Il faut également mentionner ce qu’on appelait à l’époque du premier mandat de Trump l’« alt-right » – la droite alternative. Dans les années 2010, cette nébuleuse de négationnistes, de podcasteurs et de miliciens d’extrême droite s’est rassemblée autour d’une idéologie qui flirtait ouvertement avec le fascisme. Si elle ne représente pas toute l’extrême droite américaine, la tradition fasciste a eu une influence indéniable sur la vie politique du pays : elle a su créer des thèmes et des slogans qui ont eu un écho bien au-delà de ses cercles.
Lors du premier mandat de Trump, l’opinion dominante, dans les champs académique et médiatique, considérait qu’il ne pouvait être qualifié de fasciste. Pourquoi ?
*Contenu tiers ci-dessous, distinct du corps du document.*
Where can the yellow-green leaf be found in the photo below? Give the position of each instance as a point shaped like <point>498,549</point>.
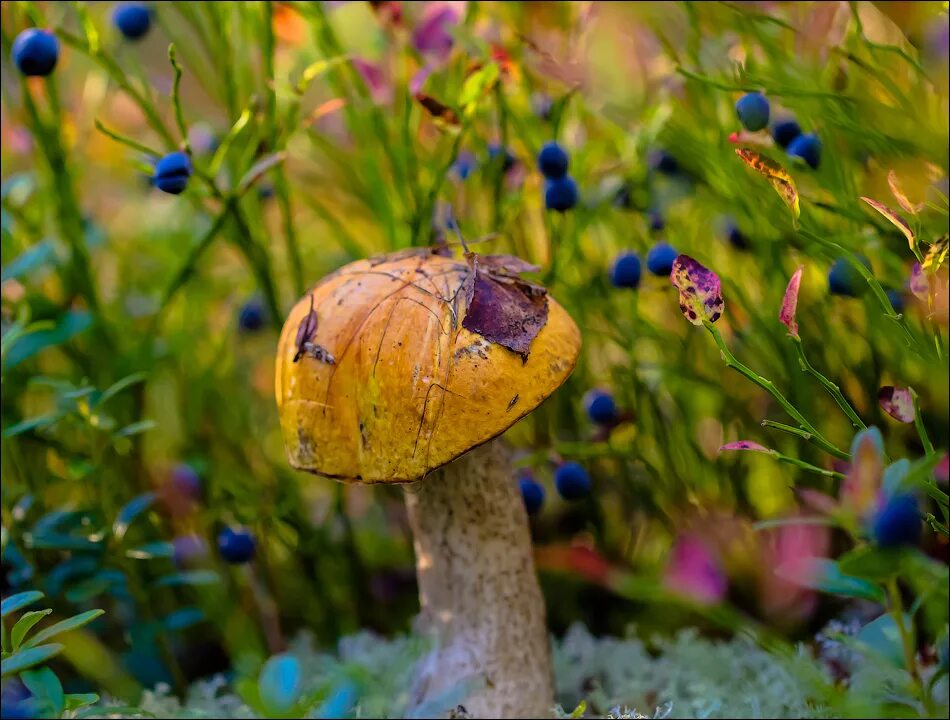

O. B. : Il y avait d’abord l’idée qu’utiliser le terme « fascisme » conduirait, en identifiant le président à une tradition étrangère, à minimiser les racines profondément américaines du phénomène Trump et à « excuser » l’Amérique. Beaucoup d’observateurs estimaient aussi que le terme ne permettait pas de saisir les spécificités et les nouveautés du trumpisme – par exemple, le fait qu’il se diffuse principalement via les réseaux sociaux. Enfin, le terme ayant pu être instrumentalisé de façon abusive à la gauche et à la droite de l’échiquier politique, certains spécialistes le considéraient comme inopérant dans un contexte scientifique strict : ils suggéraient donc de l’abandonner.
Au fur et à mesure de l’avancée du premier mandat de Trump, le nombre de personnes qui s’opposaient à l’utilisation du terme « fascisme » pour caractériser le trumpisme s’est réduit. L’attaque contre le Capitole du 6 janvier 2021 a ainsi démontré de manière évidente que le président américain était prêt, au besoin, à user de la violence politique pour renverser le résultat d’une élection démocratique légitime. Cette date a constitué un tournant important : elle a convaincu de nombreux observateurs, aux Etats-Unis, de la validité du terme. L’éminent historien du fascisme Robert Paxton, qui se refusait jusque-là à l’employer, a d’ailleurs changé d’avis.
La question est posée à nouveaux frais depuis la réélection de Trump et sa prise de fonctions, en janvier. Quelles transformations justifient, selon vous, ce réexamen ?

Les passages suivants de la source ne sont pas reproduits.